Выходя из адмиральского салона, начальник штаба Витгефт разъяснял кому-то:
– Ну что вы, друг мой. Никогда макаки не решатся напасть первыми, духу у них не хватит.
Ночь непроглядна, только прожектор Электрического утёса узким скальпелем щупает небо – будто пытается взрезать низкие тучи.
Ветер дул порывами, срывал верхушки тяжёлых волн, швырял горсти брызг в лицо.
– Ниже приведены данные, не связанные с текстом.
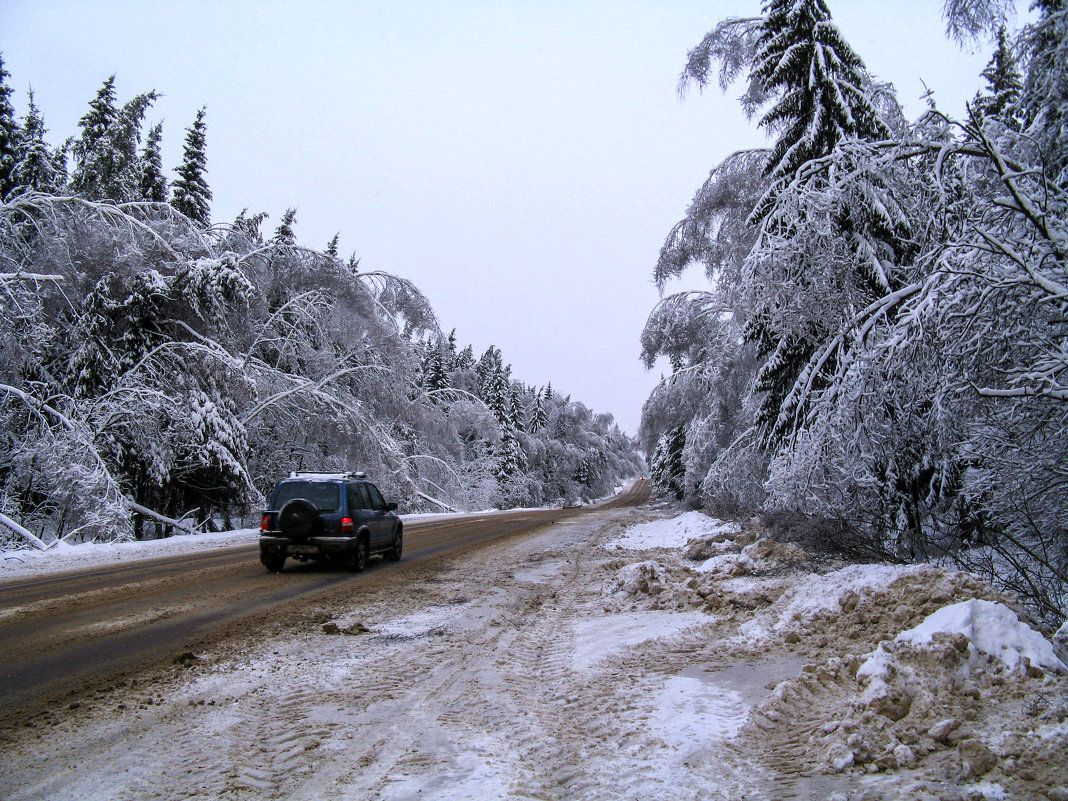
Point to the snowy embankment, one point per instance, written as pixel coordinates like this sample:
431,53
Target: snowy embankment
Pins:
612,656
62,556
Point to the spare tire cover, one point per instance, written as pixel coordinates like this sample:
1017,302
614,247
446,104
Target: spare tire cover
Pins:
298,518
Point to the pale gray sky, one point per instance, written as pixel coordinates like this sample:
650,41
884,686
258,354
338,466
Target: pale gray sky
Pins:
520,161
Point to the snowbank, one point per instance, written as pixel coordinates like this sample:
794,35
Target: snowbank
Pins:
990,628
62,556
672,533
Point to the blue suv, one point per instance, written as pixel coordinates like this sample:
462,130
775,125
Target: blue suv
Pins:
335,517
Где-то тут, в темноте, бродят дозором «Расторопный» и «Бесстрашный». Но божественный дух Ямато уберёг от нежеланной встречи: миноносцы флота микадо неслись сквозь тьму, чтобы атаковать беспечных русских.
На какой-то миг командир отряда Асай Сейдзиро растерялся: как искать цели в этой чернильнице? Но противник сам оказал любезность. На броненосце «Ретвизан» и крейсере «Паллада» включили мощные боевые прожекторы, будто приглашая: сюда, вот они мы. Так беспечная жертва ночного убийцы освещает лицо фонарём, и удар стилетом становится неотразимым…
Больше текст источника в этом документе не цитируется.